According to the latest data from the Canadian Real Estate Association (CREA), 42,068 homes changed hands in October. That’s 4.3% fewer than last year, reminding us just how cool the market has been. But here’s the twist: sales actually inched upward by 0.9% compared to September. It’s the sixth monthly increase in seven months a clear sign the demand side of the market is warming up.
CREA economist Shaun Cathcart even noted that with interest rates “almost in stimulative territory,” activity should continue picking up as we move toward 2026. That’s a hopeful message, but one overshadowed by the reality that economic uncertainty still casts a long shadow over the market.
The good news for sellers is that tighter conditions in several regions including places like Regina have created mini–seller’s markets. Regina agent Chad Ehman describes exactly what you’d expect: well-priced homes getting multiple offers and buyers worn down from repeated bidding wars. That’s great if you’re handing over the keys, not so great if you’re one of the many trying (and failing) to buy.

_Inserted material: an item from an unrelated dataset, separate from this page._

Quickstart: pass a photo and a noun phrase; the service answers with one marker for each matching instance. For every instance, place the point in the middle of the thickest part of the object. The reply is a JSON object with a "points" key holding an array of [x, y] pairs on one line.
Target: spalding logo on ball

Nationally, new listings fell 1.4% from September, even as the total number of available properties rose 7.2% compared with last year. More supply sounds like a relief, but demand is also rising and in some places faster than sellers can keep up.
TD economist Rishi Sondhi sums it up well: the “recovery narrative” is intact, but calling it a strong recovery would be generous. Sales remain low by historical standards, and the market still feels fragile. Yet he also sees room for cautious optimism, with pent-up demand and improving job conditions likely nudging sales upward next year.
As for prices, the story is mixed. The national average home price dipped 1.1% year-over-year to $690,195. CREA’s home price index (a better measure of “typical” homes) ticked up slightly month-over-month but is still 3% lower than last year. Tight markets across much of the country may support modest price growth, but in B.C. and Ontario where buyers finally have a bit more leverage price gains are likely to stay muted.
So where does all this leave us?
Canada’s housing market is undeniably moving in the right direction after a sluggish year, but it’s doing so cautiously, unevenly, and under the weight of broader economic uncertainty. Sellers in certain markets may feel upbeat, but buyers are still grinding through fatigue, inflation pressure, and competition for limited well-priced listings.
Yes, the market is waking up but it hasn’t had its coffee yet.